Kier is in regular dialogue with its largest customers who
continue to be supportive during this period of volatility. Kier
understands that certain suppliers have experienced a reduction in
the level of trade credit insurance available to them; Kier is
working with those suppliers to mitigate the impact of this.
The Board considers that the revised strategy outlined above,
together with the related actions which are now underway, will
result in a significant reduction in the Group's net debt during
FY2020.
Dividend policy
The Board is suspending dividend payments for FY2019 and FY2020.
The Board will continue to review dividend policy for future
financial periods.
Andrew Davies, Chief Executive of Kier, said "Since becoming
Chief Executive on 15 April, I have visited many of our key
locations and spent time with all of our businesses, meeting the
leadership teams and many of our dedicated people in the process. I
have also met with many of our clients. Kier has a number of
high-quality, market-leading businesses, in particular Regional
Building, Infrastructure, Utilities and Highways. I believe that
these businesses will deliver long-term, sustainable revenues and
margins and are inherently cash generative.

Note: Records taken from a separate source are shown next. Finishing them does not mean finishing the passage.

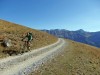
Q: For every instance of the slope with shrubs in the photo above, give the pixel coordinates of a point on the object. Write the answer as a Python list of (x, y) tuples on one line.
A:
[(76, 59), (16, 32)]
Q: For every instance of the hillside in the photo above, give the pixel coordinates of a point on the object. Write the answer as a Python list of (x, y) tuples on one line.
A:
[(76, 59), (91, 38), (16, 32)]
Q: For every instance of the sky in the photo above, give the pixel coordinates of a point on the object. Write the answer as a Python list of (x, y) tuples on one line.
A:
[(53, 14)]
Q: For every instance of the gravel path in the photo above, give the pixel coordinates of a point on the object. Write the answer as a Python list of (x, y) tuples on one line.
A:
[(28, 62)]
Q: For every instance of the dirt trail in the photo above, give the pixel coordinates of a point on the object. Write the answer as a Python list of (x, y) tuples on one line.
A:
[(24, 64)]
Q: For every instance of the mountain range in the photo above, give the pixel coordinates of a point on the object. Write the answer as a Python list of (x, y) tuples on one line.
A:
[(91, 38)]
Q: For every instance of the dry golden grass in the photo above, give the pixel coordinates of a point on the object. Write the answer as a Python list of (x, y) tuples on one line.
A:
[(16, 32), (77, 59)]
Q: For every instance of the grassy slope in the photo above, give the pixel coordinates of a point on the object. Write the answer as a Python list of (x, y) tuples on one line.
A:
[(77, 59), (16, 32)]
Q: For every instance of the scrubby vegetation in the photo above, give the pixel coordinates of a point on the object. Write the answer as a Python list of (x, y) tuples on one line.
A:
[(15, 33)]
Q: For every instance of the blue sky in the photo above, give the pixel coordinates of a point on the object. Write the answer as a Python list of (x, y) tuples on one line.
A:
[(53, 14)]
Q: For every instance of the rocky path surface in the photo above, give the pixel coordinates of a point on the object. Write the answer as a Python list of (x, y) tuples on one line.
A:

As previously announced, I have been leading a strategic review
which has resulted in the actions being announced today. These
actions are focused on resetting the operational structure of Kier,
simplifying the portfolio, and emphasising cash generation in order
to structurally reduce debt. By making these changes, we will
reinforce the foundations from which our core activities can
flourish in the future, to the benefit of all of our
stakeholders."
A conference call with Andrew Davies (Chief Executive) and Bev
Dew (Finance Director) for analysts and investors will be held at
8.00 a.m. (BST) today. Dial-in details are as follows:
Telephone number: 0800 358 6374 or +44 (0)330 336 9104
Passcode: 016830
This announcement contains inside information for the purposes
of Market Abuse Regulation (Regulation (EU) No. 596/2014). The
person responsible for making this announcement on behalf of the
Company is Hugh Raven, General Counsel and Company Secretary.
- ENDS -
For further information, please contact:
Kier press office +44 (0)1767 355 096
Richard Mountain/Nick Hasell, FTI Consulting +44 (0)20 3727 1340
This announcement does not constitute an offer of securities by
Kier Group plc (the "Company" and, together with its subsidiaries,
the "Group"). This announcement may include statements that are, or
may be deemed to be, "forward-looking statements". By their nature,
forward-looking statements involve risks and uncertainties because
they relate to events and depend on circumstances that may or may
not occur in the future and may be beyond the Company's or the
Group's ability to control or predict. Forward-looking statements
are not guarantees of future performance. You are advised to read
the section headed "Principal risks and uncertainties" in the
Company's Annual Report and Accounts for the year ended 30 June
2018 and the section of the Company's rights issue prospectus dated
30 November 2018 entitled "Risk factors" for a further discussion
of the factors that could affect the Company's or the Group's
future performance and the industry in which it operates. Other
than in accordance with its legal or regulatory obligations, the
Company does not accept any obligation to update or revise publicly
any forward-looking statement, whether as a result of new
information, future events or otherwise.